I whipped my head around to glare at the offending piece of machinery, only to have the room start to spin around me.

“Easy, Cetius.” My grandsire’s voice brought me fully back to…wherever here was.

I glanced around the room, this time without turning my head so violently. The sterile, soft green walls of a healing facility met my gaze. They’d put me in a private room, and aside from my healing pod, there was only a small table and two chairs. The only natural light came from a tiny circular opening in the wall.

Cetia sat in one of the chairs. The strands of flowers in her head quills looked ragged, as if she’d been clawing at them.

Iravan grinned at me with his arms crossed, leaning against the wall. “Welcome back to the ocean, my friend.”

The image of him, a lot less calm and frantically pulling at me and screaming at me to swim suddenly came rushing back to me. The Selach Swim!

I remembered feeling something hit me and shove me back, then staring in disbelief at the arrow in my shoulder, followed by an overwhelming tiredness. Then Iravan was there, dragging me toward the finish line, the selach close behind.

I looked down at the pulsing pain in my shoulder and found it tightly wrapped. “Iravan, thank you. I remember now.”

Something didn’t add up, though. An arrow in the shoulder wouldn’t account for me being completely immobilized, especially with a selach after me. But Cetia was ready with the answer.

“I can’t believe that stinking pile of selach shit had you shot with a poisoned arrow.” Her nervous energy had turned to anger now. “Nerial is going to rot in lockup for this.”

A poisoned arrow would explain it. But— “ Nerial did this?” I asked.

It was Iravan who replied. “Not personally, but she organized it. They caught the shooter. He killed himself before he could tell us anything, but a quick look into his finances showed that Nerial recently sent him a substantial payment. He also had his conch on him, and there were highly incriminating messages between the two.”
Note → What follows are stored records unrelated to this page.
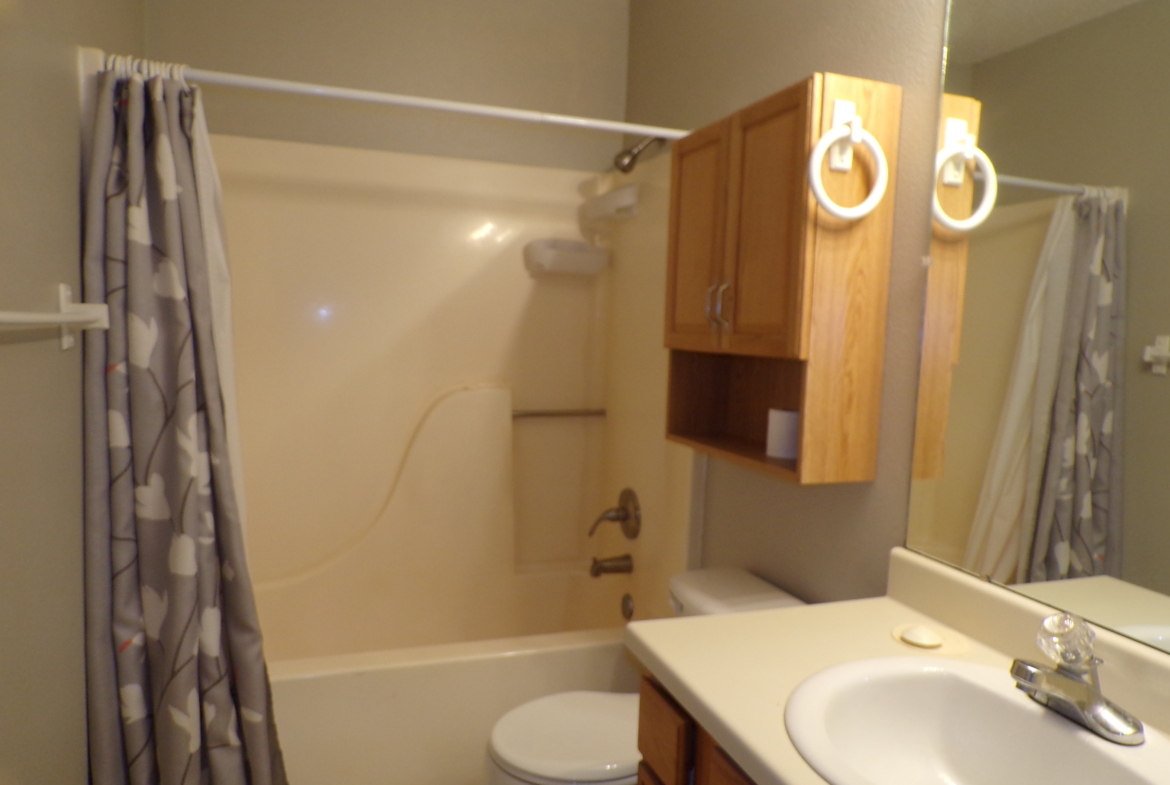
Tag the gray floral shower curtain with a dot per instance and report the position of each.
(177, 684)
(1079, 523)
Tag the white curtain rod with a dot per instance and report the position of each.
(1040, 185)
(483, 110)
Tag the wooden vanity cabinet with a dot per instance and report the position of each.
(771, 302)
(675, 750)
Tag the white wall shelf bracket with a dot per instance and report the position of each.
(1158, 355)
(69, 317)
(840, 155)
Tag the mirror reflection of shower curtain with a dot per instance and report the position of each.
(1050, 505)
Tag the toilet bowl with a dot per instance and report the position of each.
(591, 738)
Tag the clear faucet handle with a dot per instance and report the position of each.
(1067, 640)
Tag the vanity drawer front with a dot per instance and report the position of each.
(713, 766)
(665, 735)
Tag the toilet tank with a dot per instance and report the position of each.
(724, 590)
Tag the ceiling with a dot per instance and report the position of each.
(981, 29)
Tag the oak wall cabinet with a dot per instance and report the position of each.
(675, 749)
(771, 301)
(943, 319)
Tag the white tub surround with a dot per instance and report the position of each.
(422, 716)
(734, 673)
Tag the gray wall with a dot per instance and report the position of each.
(546, 55)
(1088, 105)
(693, 62)
(42, 710)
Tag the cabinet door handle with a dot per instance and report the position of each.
(718, 303)
(710, 319)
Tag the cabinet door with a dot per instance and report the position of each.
(666, 735)
(697, 232)
(713, 766)
(769, 233)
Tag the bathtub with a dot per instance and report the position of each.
(422, 716)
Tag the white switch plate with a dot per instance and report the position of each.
(840, 155)
(954, 132)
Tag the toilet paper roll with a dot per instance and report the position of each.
(783, 433)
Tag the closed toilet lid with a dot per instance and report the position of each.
(576, 737)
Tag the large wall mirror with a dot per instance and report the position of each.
(1050, 468)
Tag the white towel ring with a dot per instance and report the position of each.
(855, 135)
(968, 150)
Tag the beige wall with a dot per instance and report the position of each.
(694, 62)
(41, 668)
(1084, 107)
(566, 57)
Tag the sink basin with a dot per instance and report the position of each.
(919, 721)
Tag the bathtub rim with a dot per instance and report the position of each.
(332, 665)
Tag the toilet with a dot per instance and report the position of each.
(591, 738)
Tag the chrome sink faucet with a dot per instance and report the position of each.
(1073, 688)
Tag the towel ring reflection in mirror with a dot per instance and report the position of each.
(967, 149)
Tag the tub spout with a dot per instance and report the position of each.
(624, 563)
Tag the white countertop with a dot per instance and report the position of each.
(734, 673)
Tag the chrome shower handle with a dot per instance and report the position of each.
(612, 514)
(627, 512)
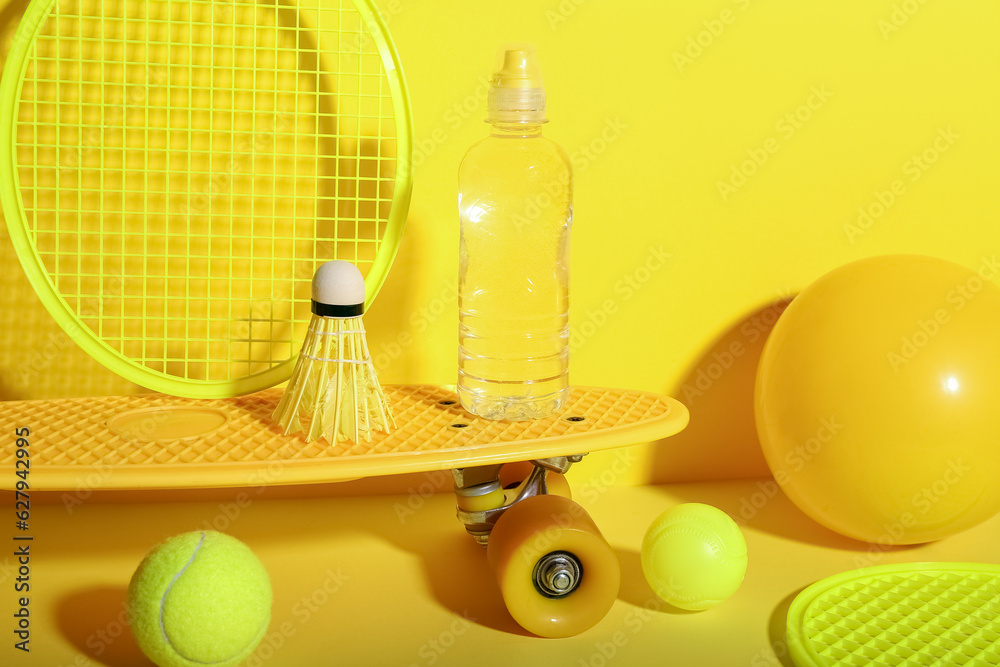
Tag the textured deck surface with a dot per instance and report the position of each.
(82, 441)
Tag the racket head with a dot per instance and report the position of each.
(172, 173)
(898, 614)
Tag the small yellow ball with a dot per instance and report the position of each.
(694, 556)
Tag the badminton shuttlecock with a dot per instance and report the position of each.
(334, 381)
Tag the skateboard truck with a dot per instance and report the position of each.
(482, 499)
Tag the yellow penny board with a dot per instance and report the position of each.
(161, 442)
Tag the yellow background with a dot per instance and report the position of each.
(658, 103)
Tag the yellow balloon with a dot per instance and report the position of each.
(878, 399)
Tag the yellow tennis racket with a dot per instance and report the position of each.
(173, 172)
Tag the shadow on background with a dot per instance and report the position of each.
(721, 441)
(104, 607)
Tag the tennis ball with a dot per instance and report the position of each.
(694, 556)
(200, 598)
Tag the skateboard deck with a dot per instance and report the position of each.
(155, 441)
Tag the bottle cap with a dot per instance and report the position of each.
(517, 94)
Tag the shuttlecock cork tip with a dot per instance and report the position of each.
(338, 290)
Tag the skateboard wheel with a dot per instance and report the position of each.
(512, 474)
(557, 574)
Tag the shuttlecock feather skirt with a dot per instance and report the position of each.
(334, 386)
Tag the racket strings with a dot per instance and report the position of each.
(184, 167)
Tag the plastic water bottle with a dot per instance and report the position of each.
(515, 204)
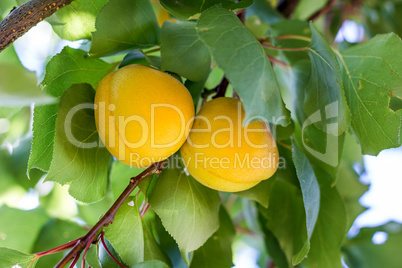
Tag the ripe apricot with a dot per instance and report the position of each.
(223, 154)
(142, 114)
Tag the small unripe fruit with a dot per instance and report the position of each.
(223, 154)
(142, 114)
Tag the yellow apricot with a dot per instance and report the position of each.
(142, 114)
(223, 154)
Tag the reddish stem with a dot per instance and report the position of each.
(144, 210)
(285, 48)
(59, 248)
(108, 217)
(75, 260)
(108, 252)
(85, 252)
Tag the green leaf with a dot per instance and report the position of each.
(18, 86)
(54, 233)
(92, 257)
(188, 210)
(259, 193)
(351, 190)
(12, 258)
(330, 228)
(76, 20)
(195, 89)
(19, 229)
(382, 18)
(126, 233)
(306, 8)
(347, 181)
(135, 26)
(120, 177)
(309, 187)
(8, 112)
(272, 245)
(286, 219)
(264, 11)
(372, 73)
(183, 52)
(325, 89)
(105, 260)
(362, 252)
(152, 251)
(151, 264)
(217, 251)
(70, 67)
(134, 57)
(245, 64)
(78, 157)
(44, 125)
(184, 9)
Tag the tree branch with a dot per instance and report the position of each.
(108, 217)
(323, 10)
(24, 17)
(221, 88)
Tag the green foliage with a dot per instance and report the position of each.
(181, 47)
(18, 86)
(71, 67)
(326, 87)
(77, 20)
(44, 125)
(360, 251)
(216, 252)
(245, 64)
(78, 157)
(135, 26)
(19, 229)
(368, 91)
(326, 103)
(126, 233)
(12, 258)
(189, 210)
(184, 9)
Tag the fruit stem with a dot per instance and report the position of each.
(292, 36)
(221, 88)
(144, 210)
(152, 50)
(85, 252)
(287, 146)
(285, 48)
(108, 217)
(108, 252)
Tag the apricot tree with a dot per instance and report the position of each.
(286, 111)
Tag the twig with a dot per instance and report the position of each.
(108, 251)
(286, 48)
(293, 36)
(323, 10)
(221, 88)
(108, 217)
(24, 17)
(280, 63)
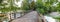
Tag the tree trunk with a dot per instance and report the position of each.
(42, 18)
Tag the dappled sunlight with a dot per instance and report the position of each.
(49, 19)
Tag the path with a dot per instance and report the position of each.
(30, 17)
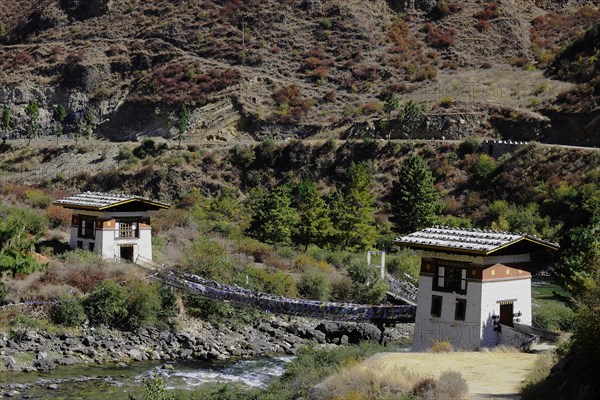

“And all this because you were smart enough to reject the bitch.” Cetia was pacing now, her motion churning up the water in the room.

All this talk about a female I hadn’t wanted in my life had me thinking of the one I did want, but Vera wasn’t here. Had Nerial gone after her? Panic had me trying to get out of my healing pod, which set off another round of frantic beeps that went straight through my head.

“Where is she?” I croaked.

“Nerial? They have her in custody,” Cetia said.

“Not Nerial. Vera.”

The three of them exchanged a look.

“Where is she?”

Iravan held up his conch in front of my healing pod. On the screen was amateur video of the race taken from somewhere in the spectator stands.

“All the official feeds were turned off mid-race. We were lucky that security got a tip-off about someone looking suspicious and carrying a weapon. They wouldn’t have caught the shooter otherwise.”

The video showed Iravan and another competitor struggling to haul me through the cables at the finish line. Then Cetia and Vera were there. Vera held, no, clutched my good arm, her face awash in worry until the emergency healer started loading me into a pod. Algrim was right behind her. The footage showed him grabbing her by the arm and yanking her roughly out of the frame.

“We’ve tried calling her,” Iravan said, “but we’re not getting through. Investigators called Algrim in; he expressed surprise at what happened at the race and claims he has no idea where Vera is now.”

“I should have seen it coming.” Cetion’s voice oozed sadness. “I should have watched him better.”

“It’s not your fault, Grandsire,” Cetia said, embracing the older male. “We all knew he was dangerous.”

Suddenly, the healing pod was much too small for me. I needed to get out and find Vera now. I opened the pod and detached the tubes that connected me to the machine, making it complain loudly.

A nurse rushed in. “No no no. You can’t go yet. You’re very lucky you even made it out alive.”

I ignored her and started toward the door. Iravan stopped me.

“The nurse is right, Cet. I know you want to go find your wife, but it’s not worth your life. The only reason you survived is that you spent that time living with the Jutka tribe.”

“It was jutkaris posion?”

“The very same.”

I’d stayed with the Jutkas for about a twin moon’s cycle. The tribe was known for their ability to eat jutkaris, a tiny but very abundant fish that populated their shallow sea that also happened to be poisonous. They built up a tolerance to it by eating small amounts of it every day almost from birth, until by the time they were only a few years old, they could feed off it without suffering any ill effects.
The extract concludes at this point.